This evening I find myself mulling over the future of Gnosticism. Haven’t heard many noises from that scene lately, not since the publishing of The Gospel of Judas by the National Geographic Society back in 2006, and Google Trends shows a downward slide ever since.

Could it be that Gnosticism, after a decade or so in the limelight, is drifting into obscurity once again? That the Nag Hammadi Library and its Gnostic Gospels is becoming “occult” once more in the literal sense of the word?

I suppose one test is whether we’ll see yet another Gnostic-inspired Jesus Conspiracy this Easter, or whether some other source of anti-Christian skepticism will be drawn from. I’m suspecting the latter, but we’ll see.

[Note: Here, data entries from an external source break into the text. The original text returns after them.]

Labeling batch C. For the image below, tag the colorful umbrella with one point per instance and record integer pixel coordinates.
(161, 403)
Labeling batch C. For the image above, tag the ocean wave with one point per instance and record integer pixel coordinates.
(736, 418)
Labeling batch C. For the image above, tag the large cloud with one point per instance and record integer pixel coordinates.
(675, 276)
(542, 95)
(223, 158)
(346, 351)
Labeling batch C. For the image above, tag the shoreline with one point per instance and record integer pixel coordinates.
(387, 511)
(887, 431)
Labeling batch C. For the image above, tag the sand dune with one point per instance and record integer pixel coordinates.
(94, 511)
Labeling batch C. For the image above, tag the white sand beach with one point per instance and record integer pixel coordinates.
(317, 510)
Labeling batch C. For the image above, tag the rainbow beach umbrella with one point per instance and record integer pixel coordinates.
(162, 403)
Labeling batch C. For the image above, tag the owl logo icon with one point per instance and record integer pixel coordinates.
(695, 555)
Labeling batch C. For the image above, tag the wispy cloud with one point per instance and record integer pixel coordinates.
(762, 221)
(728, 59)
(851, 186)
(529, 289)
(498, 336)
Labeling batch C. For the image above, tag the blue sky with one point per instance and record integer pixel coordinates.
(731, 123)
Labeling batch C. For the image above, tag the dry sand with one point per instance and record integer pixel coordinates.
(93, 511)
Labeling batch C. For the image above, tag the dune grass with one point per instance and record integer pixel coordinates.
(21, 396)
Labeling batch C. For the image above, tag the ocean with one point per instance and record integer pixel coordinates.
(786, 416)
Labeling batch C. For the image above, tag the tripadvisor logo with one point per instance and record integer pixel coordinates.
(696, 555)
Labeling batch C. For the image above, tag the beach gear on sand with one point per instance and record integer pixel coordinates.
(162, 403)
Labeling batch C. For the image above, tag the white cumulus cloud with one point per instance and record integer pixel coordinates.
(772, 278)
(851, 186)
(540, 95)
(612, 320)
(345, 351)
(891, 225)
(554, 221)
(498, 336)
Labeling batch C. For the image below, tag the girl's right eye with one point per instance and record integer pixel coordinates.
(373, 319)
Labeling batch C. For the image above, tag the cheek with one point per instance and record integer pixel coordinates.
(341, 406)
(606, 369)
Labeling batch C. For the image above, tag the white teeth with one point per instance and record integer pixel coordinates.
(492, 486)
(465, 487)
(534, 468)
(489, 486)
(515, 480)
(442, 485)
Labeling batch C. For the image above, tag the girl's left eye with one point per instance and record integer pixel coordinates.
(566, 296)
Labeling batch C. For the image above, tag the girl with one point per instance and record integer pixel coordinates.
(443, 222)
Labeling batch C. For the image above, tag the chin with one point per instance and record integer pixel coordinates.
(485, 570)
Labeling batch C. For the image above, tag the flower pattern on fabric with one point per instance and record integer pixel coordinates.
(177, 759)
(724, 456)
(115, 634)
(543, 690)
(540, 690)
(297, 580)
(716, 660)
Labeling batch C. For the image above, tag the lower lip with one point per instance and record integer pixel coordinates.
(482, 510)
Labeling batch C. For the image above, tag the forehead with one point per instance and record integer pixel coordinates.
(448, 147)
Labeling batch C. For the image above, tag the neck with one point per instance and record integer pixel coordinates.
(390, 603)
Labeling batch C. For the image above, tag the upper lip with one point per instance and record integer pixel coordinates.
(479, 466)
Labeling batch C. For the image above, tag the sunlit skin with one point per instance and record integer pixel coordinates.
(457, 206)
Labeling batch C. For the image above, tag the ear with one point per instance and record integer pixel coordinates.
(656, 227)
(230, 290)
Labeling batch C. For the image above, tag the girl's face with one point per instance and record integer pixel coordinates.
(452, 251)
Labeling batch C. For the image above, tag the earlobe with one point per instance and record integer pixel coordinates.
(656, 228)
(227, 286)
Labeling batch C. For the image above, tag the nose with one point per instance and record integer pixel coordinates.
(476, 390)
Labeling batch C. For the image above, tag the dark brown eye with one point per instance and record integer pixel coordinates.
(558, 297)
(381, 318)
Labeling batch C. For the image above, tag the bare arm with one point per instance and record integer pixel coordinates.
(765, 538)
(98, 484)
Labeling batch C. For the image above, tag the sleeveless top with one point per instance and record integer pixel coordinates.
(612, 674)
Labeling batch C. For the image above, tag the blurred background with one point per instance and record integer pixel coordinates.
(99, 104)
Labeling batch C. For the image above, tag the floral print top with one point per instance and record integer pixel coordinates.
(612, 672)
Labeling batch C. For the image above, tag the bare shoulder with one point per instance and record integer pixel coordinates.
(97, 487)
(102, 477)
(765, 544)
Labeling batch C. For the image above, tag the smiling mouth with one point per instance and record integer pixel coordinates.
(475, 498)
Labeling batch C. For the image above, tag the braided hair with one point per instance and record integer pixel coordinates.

Personally I suspect the popular attraction with Gnosticism was that it repackaged Jesus as a messageless messenger. This “lost” and reconstructed Jesus was not the key to all mysteries, he was the mystery of mysteries, ready to reflect consumers desires.

However, as I’ve said before, the problem with eclecticism is that it has no staying power. When everyone is busy deconstructing and reinventing their own traditions, there is no ancient tradition to pass on to others. This is where the Jesus Seminar failed. The only thing they could really agree on is who Jesus was not, not on who he was. This is why I think Christian Mysticism will thrive long after Gnosticism is forgotton. It’s grounded in tradition and community rather than imagination and individualism.

One thought on “Gnosticism and Christianity

  1. With each new buzz it is generally expected that surely now Christian origins will be explained to one’s satisfaction, whatever that may be. Post-deism this seems to have settled down to lasting one generation in academia, then two in popular culture.